For some reason, the hardware kit included a cheap pot metal control arm for the rudder which broke before the boat even hit the water. That would have been an unmitigated disaster...a runaway four foot long, fiberglass boat and 2hp engine turning at 10,000RPM.

I never actually used it in open water. I tried pool testing it but that didn't work. The boat has to be "thrown" into the water because if you just drop it, the sudden load on the prop stalls the engine. So trying it in a pool resulted in a 10 foot rooster tail which lasted for a about a second before the engine quit because the pool was too small to toss the boat forward.

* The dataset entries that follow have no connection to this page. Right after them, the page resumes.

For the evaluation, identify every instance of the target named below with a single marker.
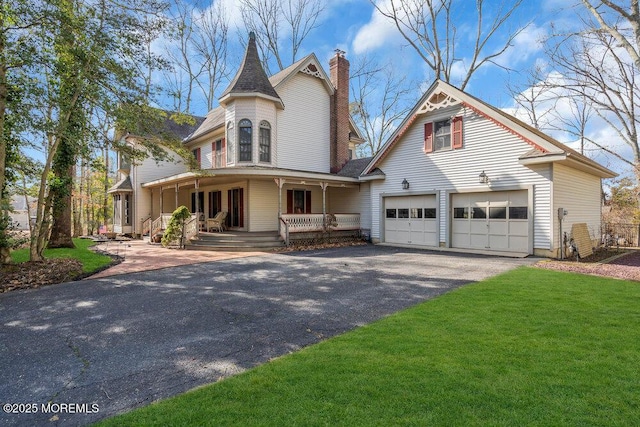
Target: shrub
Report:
(175, 227)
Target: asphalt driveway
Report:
(105, 346)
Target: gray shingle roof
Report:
(124, 185)
(251, 77)
(354, 167)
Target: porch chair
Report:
(217, 221)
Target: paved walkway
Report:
(139, 255)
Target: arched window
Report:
(231, 144)
(265, 141)
(245, 137)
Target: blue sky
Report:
(356, 28)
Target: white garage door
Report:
(494, 221)
(411, 220)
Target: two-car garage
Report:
(492, 221)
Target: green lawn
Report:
(91, 261)
(529, 347)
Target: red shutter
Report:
(289, 201)
(224, 152)
(307, 203)
(241, 208)
(229, 207)
(456, 133)
(428, 137)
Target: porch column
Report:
(197, 185)
(280, 183)
(324, 186)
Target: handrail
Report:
(190, 228)
(285, 237)
(146, 226)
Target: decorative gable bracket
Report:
(437, 101)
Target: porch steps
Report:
(231, 241)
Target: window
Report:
(298, 201)
(124, 162)
(245, 137)
(498, 213)
(116, 209)
(461, 213)
(231, 141)
(479, 213)
(215, 203)
(126, 210)
(217, 148)
(196, 155)
(265, 141)
(442, 135)
(518, 212)
(200, 207)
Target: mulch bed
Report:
(625, 267)
(35, 274)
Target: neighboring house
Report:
(479, 179)
(20, 211)
(457, 173)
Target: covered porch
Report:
(260, 200)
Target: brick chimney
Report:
(339, 151)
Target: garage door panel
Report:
(412, 224)
(497, 231)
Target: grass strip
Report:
(529, 347)
(91, 261)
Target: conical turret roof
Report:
(251, 77)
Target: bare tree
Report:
(534, 97)
(211, 47)
(380, 102)
(611, 15)
(433, 28)
(599, 73)
(274, 21)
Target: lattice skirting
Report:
(316, 238)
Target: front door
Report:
(235, 218)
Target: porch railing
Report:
(191, 227)
(347, 222)
(305, 223)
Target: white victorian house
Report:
(276, 157)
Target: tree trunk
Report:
(62, 201)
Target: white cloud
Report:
(523, 47)
(378, 32)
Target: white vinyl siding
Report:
(149, 170)
(579, 193)
(303, 126)
(262, 205)
(486, 147)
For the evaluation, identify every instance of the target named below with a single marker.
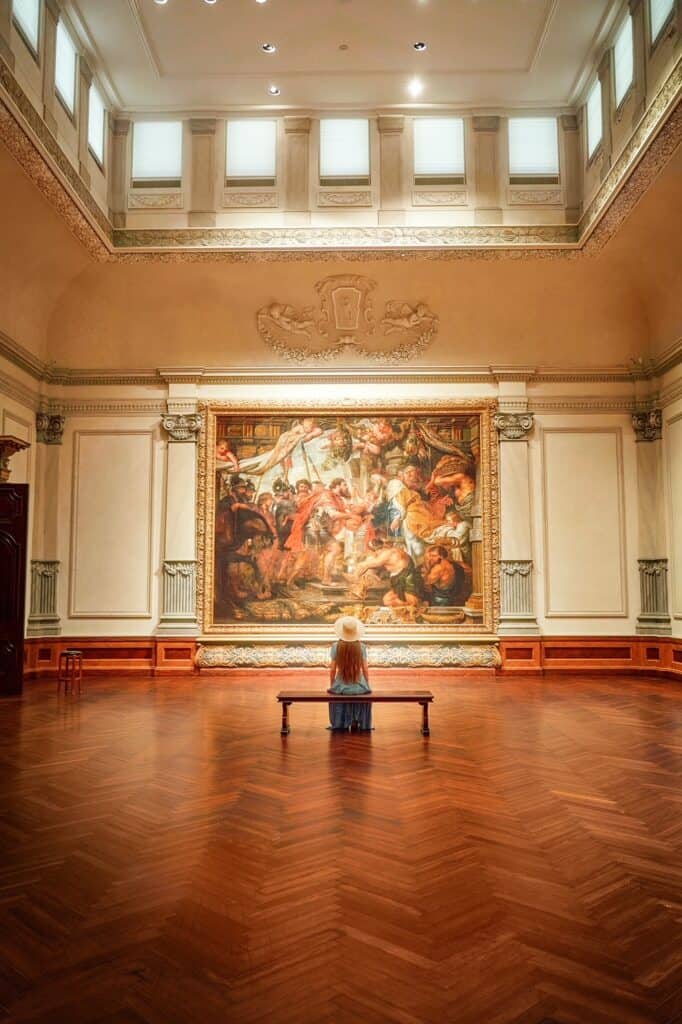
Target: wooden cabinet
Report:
(13, 532)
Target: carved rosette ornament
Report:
(647, 426)
(345, 324)
(182, 427)
(513, 426)
(49, 428)
(9, 445)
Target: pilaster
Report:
(120, 170)
(297, 160)
(50, 17)
(5, 33)
(178, 613)
(203, 200)
(392, 199)
(571, 167)
(652, 562)
(639, 77)
(516, 568)
(486, 170)
(84, 83)
(43, 614)
(604, 72)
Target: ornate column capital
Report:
(513, 426)
(647, 426)
(49, 428)
(9, 445)
(182, 427)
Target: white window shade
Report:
(158, 151)
(344, 147)
(27, 15)
(594, 124)
(438, 146)
(623, 60)
(252, 150)
(659, 11)
(534, 147)
(96, 123)
(65, 68)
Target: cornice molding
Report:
(37, 151)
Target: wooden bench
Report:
(423, 697)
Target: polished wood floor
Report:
(166, 857)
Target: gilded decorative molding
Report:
(345, 323)
(183, 428)
(356, 198)
(648, 425)
(536, 197)
(49, 428)
(316, 655)
(423, 197)
(489, 498)
(513, 426)
(241, 200)
(155, 201)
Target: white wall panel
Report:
(674, 460)
(584, 522)
(112, 524)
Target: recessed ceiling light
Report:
(415, 87)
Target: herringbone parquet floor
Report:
(167, 858)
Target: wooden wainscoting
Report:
(623, 654)
(125, 655)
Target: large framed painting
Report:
(385, 513)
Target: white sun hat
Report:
(349, 629)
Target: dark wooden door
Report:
(13, 529)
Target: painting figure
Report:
(326, 514)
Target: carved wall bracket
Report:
(513, 426)
(49, 428)
(647, 426)
(182, 427)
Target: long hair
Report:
(349, 660)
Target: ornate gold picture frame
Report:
(255, 457)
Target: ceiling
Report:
(187, 55)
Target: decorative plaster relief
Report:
(535, 197)
(243, 200)
(410, 655)
(363, 198)
(345, 323)
(647, 426)
(421, 197)
(155, 201)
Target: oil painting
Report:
(377, 514)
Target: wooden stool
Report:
(71, 671)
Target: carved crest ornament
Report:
(345, 324)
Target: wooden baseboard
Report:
(641, 654)
(126, 655)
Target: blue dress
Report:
(342, 716)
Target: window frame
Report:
(434, 180)
(345, 180)
(33, 50)
(591, 157)
(71, 114)
(171, 183)
(619, 104)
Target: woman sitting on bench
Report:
(349, 675)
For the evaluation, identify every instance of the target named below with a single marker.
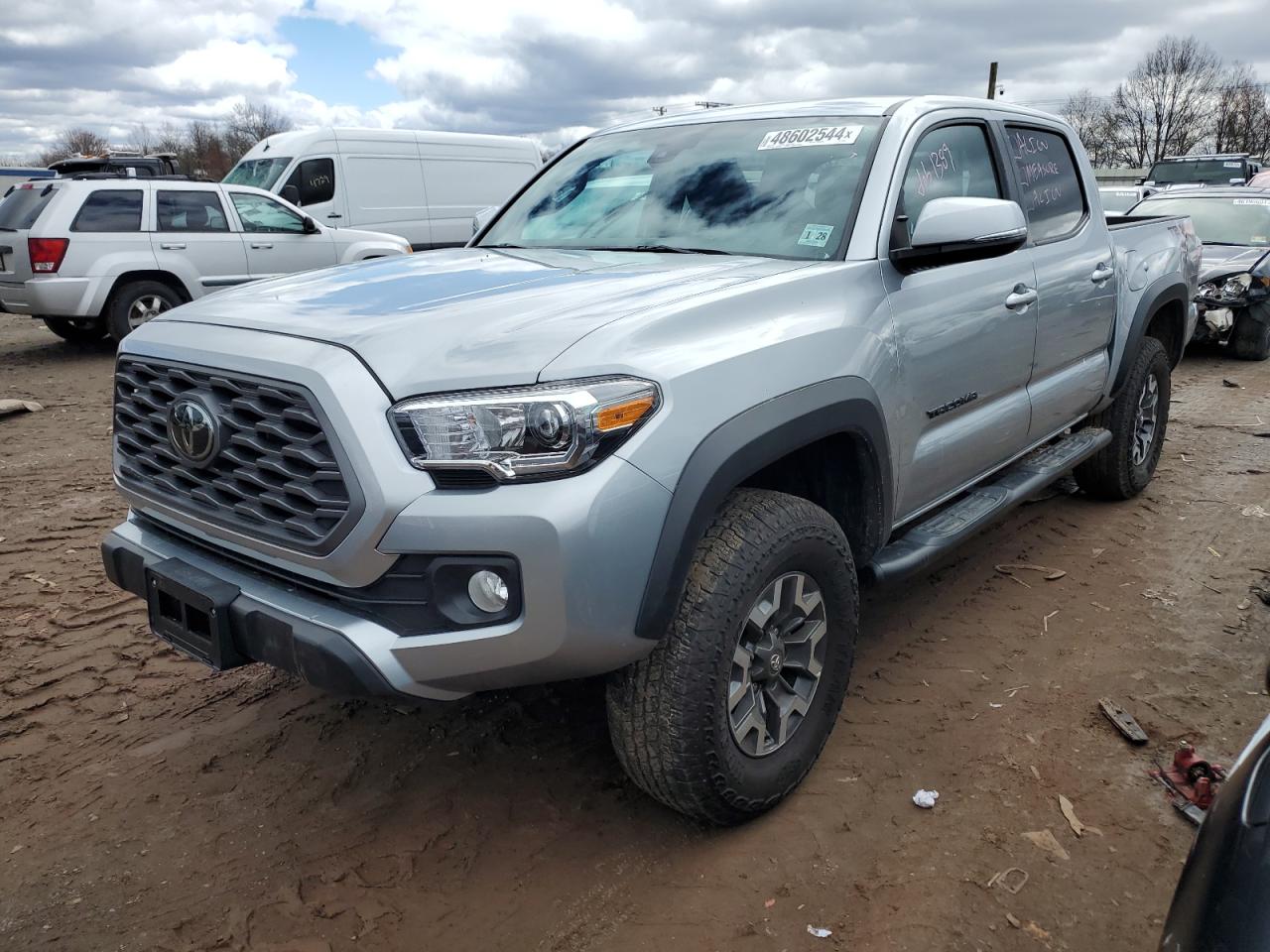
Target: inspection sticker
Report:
(816, 235)
(811, 136)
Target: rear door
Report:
(193, 238)
(1075, 273)
(964, 330)
(276, 239)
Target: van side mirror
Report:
(962, 229)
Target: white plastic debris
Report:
(926, 798)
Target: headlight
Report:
(553, 429)
(1237, 286)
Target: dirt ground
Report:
(149, 805)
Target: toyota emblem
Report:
(191, 430)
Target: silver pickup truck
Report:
(676, 399)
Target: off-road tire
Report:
(76, 330)
(1111, 472)
(1250, 338)
(125, 298)
(668, 715)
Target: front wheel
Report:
(1137, 419)
(733, 706)
(76, 330)
(135, 303)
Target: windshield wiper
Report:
(662, 249)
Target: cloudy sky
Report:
(557, 67)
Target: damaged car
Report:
(1234, 285)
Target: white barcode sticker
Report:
(811, 136)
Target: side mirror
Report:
(481, 218)
(964, 229)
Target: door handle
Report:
(1020, 298)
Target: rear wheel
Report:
(1250, 338)
(731, 708)
(76, 330)
(1137, 419)
(135, 303)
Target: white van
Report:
(425, 186)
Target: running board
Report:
(949, 527)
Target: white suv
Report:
(96, 254)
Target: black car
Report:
(1234, 282)
(1220, 902)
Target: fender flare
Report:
(1164, 290)
(735, 451)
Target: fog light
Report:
(488, 590)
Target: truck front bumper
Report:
(579, 547)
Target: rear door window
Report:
(1052, 193)
(23, 206)
(190, 211)
(109, 209)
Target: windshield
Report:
(1210, 172)
(779, 188)
(261, 173)
(1216, 220)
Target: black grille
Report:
(276, 475)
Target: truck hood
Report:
(1220, 261)
(470, 317)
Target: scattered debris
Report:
(1079, 828)
(17, 407)
(1010, 880)
(926, 798)
(1124, 721)
(1051, 574)
(1191, 780)
(1048, 843)
(1166, 597)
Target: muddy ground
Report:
(149, 805)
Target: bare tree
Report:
(75, 143)
(1241, 117)
(1092, 119)
(250, 122)
(1162, 108)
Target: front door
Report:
(276, 238)
(965, 330)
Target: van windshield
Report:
(778, 188)
(258, 173)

However, I did do extensive engine runs with the boat on a stand. I took a large metal can and soldered a small piece of brass tubing to the bottom which I then connected to the engine's water jacket. This allowed water from the can to flow through the cooling jacket during dry land testing.

I'm am proud of a COUPLE of things on that boat. The engine installation is beautiful. I used a very expensive, aluminum racing boat engine mount with rubber isolating pads. And I made a fantastic exhaust system by silver soldering an exhaust manifold which vented out of the scale exhausts. It was incredible to watch...cooling water from the jacket was dumped into the exhaust pipe and exited the boat in plumes of steam.

One day I gotta properly finish that darn thing. I built it 10+ years ago and my fabrications skills have improved significantly since then.


----------



## lisfan (Feb 15, 1999)

i'll have to go to battle ship cove . i havent been there since i was a kid or a school trip once. i remember them having a sub. cool! thanks for the imfo. i didnt realize i had one of those bad boys right in my back yard


----------



## iamweasel (Aug 14, 2000)

The 796 hasnt been restored but the other has been restored and they cut small windows into the hull so you can see inside each compartment.
They also have a nice large sized PT boat model made for one of John Waynes war movies but not "They were expendable". Really beautiful model, my girlfriend had to almost drag me away from the PT boat building. Though she is insisting we go back again next year.


----------



## geo81 (Aug 1, 2005)

*Parts missing*

Can anyone help me with 3 parts I missed place for the 109.Part numbers are 21,22,and 23.
I have 2 traxs motors running the boat.She will skim over the water.
geo81


----------